Trouble on the horizon

Charter schools require greater oversight; what are the Kasich administration and lawmakers waiting for?


STATE and federal officials are investigating an Illinois company that operates 19 charter schools in Ohio, including two in Toledo. No specific conclusions about Horizon Science Academy and Noble Academy schools can or should be drawn until these reviews are complete. But the allegations renew troubling questions about the inadequate regulation of Ohio charter schools in general by Gov. John Kasich’s administration and the Republican-controlled General Assembly.

At a State Board of Education meeting last week, former teachers at a Horizon school in Dayton accused administrators of pressuring teachers to change students’ standardized test sheets to make the school’s performance look better, and of scrubbing attendance data on chronically absent students. They alleged sexual misconduct by some students.

Horizon’s parent company, Concept Schools, was founded and is led by Turkish immigrants. Other critics contend that the company employs Turkish teachers who are not fluent in English or competent in the classroom.

A Concept Schools executive called the Dayton teachers’ charges “baseless,” but said the company has “every intention of cooperating with any external review.” A spokesman for the Ohio Department of Education accused the teachers of staging a “choreographed political stunt.” But he said the department is examining the assertions and may expand its review to include all Concept Schools in Ohio.

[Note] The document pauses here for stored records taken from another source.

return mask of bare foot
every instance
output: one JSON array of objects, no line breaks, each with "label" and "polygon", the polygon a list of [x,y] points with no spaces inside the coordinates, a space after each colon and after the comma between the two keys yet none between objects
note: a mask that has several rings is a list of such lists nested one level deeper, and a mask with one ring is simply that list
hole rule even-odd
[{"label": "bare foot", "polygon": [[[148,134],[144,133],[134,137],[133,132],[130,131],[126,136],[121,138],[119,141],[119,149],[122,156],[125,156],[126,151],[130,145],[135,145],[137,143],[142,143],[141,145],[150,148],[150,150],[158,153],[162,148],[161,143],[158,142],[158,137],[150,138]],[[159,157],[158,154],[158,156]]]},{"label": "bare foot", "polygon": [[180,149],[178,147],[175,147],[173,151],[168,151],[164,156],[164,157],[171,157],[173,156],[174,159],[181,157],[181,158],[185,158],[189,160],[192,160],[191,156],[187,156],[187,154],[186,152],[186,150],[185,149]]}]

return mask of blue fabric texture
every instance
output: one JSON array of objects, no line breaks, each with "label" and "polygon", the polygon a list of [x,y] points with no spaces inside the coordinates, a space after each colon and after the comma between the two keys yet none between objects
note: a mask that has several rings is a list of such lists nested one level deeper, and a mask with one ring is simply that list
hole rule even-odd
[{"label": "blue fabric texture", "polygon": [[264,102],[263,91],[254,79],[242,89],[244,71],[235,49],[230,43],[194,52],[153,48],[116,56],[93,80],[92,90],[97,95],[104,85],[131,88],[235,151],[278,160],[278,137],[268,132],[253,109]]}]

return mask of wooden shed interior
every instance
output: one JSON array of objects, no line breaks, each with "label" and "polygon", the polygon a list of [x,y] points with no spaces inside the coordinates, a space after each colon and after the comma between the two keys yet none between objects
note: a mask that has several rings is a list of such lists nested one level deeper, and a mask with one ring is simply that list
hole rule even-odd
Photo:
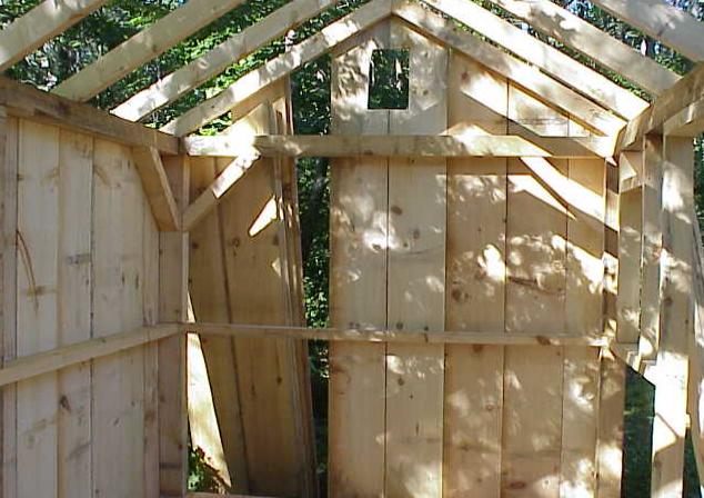
[{"label": "wooden shed interior", "polygon": [[[621,496],[626,368],[656,387],[652,496],[682,496],[687,428],[704,476],[704,26],[592,1],[694,69],[550,0],[486,3],[552,44],[471,0],[371,0],[140,123],[338,3],[292,0],[86,103],[244,3],[190,0],[50,92],[0,78],[1,496],[194,496],[190,440],[229,492],[318,497],[312,339],[331,497]],[[0,70],[105,3],[39,3]],[[370,106],[380,53],[408,67],[403,109]],[[296,135],[289,77],[323,54],[332,132]],[[304,319],[301,157],[333,166],[325,329]]]}]

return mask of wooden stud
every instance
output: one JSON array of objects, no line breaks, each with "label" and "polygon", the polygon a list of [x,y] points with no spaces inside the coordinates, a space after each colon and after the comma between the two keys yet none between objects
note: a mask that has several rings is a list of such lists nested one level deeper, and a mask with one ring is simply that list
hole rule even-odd
[{"label": "wooden stud", "polygon": [[304,63],[332,50],[340,42],[364,31],[386,18],[391,0],[373,0],[349,16],[323,28],[319,33],[269,61],[264,67],[240,78],[215,97],[200,103],[161,128],[162,131],[183,137],[233,108],[253,99],[268,86],[289,76]]},{"label": "wooden stud", "polygon": [[16,19],[0,34],[0,72],[4,72],[107,2],[108,0],[44,0]]},{"label": "wooden stud", "polygon": [[62,81],[52,92],[86,102],[243,2],[244,0],[195,0],[178,7]]},{"label": "wooden stud", "polygon": [[704,28],[664,0],[594,0],[594,3],[695,62],[704,61]]},{"label": "wooden stud", "polygon": [[175,137],[125,121],[92,106],[49,94],[6,77],[0,77],[0,106],[6,106],[8,113],[18,118],[73,128],[128,146],[155,147],[165,155],[180,152],[179,139]]},{"label": "wooden stud", "polygon": [[426,3],[626,119],[635,118],[648,106],[628,90],[479,4],[463,0],[426,0]]},{"label": "wooden stud", "polygon": [[132,157],[159,230],[179,231],[181,217],[159,151],[154,147],[135,148]]},{"label": "wooden stud", "polygon": [[680,76],[550,0],[491,0],[531,27],[658,96]]},{"label": "wooden stud", "polygon": [[245,58],[336,3],[338,0],[295,0],[286,3],[266,18],[233,34],[209,52],[132,96],[110,112],[129,121],[139,121],[217,77],[228,69],[233,60]]}]

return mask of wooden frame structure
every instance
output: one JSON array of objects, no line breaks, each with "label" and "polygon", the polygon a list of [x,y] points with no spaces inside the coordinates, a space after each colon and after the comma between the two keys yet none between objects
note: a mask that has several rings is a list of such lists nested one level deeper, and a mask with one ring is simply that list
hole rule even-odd
[{"label": "wooden frame structure", "polygon": [[[105,3],[44,0],[0,69]],[[618,496],[624,363],[656,386],[652,496],[682,494],[688,426],[704,474],[702,23],[594,1],[698,63],[681,77],[549,0],[491,0],[647,103],[479,3],[372,0],[138,122],[338,3],[293,0],[109,113],[82,103],[242,3],[190,0],[52,92],[0,77],[1,495],[200,497],[191,440],[233,492],[314,497],[313,339],[331,496]],[[385,48],[410,53],[402,112],[360,104]],[[289,77],[326,53],[333,133],[296,136]],[[332,159],[328,329],[303,326],[300,157]]]}]

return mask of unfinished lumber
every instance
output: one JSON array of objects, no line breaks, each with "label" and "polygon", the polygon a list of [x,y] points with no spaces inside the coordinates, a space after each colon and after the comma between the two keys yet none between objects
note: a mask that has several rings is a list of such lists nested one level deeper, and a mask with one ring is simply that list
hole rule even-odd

The FBI and other federal agencies reportedly are looking into Concept Schools’ use of federal technology grants. Separately, State Auditor Dave Yost is investigating the company’s Ohio schools.

These reviews must be allowed to proceed. The demand by Democratic gubernatorial nominee Ed FitzGerald that state Superintendent of Public Instruction Richard Ross resign because of the charges seems at least premature.

What is not premature — what is long overdue — is the need for state government to set tougher standards of oversight and accountability for charter schools, which are public schools but are exempt from many of the state and union regulations that apply to traditional schools.

The state provides more than $900 million in annual aid to charter schools. The operators of several privately managed for-profit charter schools are major contributors to state GOP campaigns.

Too often, providers can receive a state charter before they recruit a supposedly independent sponsor and governing board. Sponsors, not the Education Department, have had principal responsibility for supervising charter schools. The potential for problems is obvious.

So is the fact that many Ohio charter schools perform no better, and often worse, than the traditional public schools with which they compete. Yet the state does not hold them to the same standards of quality, accountability, and openness.

The allegations about the Dayton charter school come at a time when Toledo Public Schools Superintendent Romules Durant says he seeks to build closer ties between the city school district and several local charter schools. TPS could only benefit from closer collaboration with such schools as the Toledo School for the Arts and the Maritime Academy of Toledo; they are among the best schools, charter or traditional, not only in the city but also in the state.

Ohio has some excellent charter schools and some awful ones, and appropriate distinctions must be made between the two groups. Most Ohioans get that. When will the governor and lawmakers?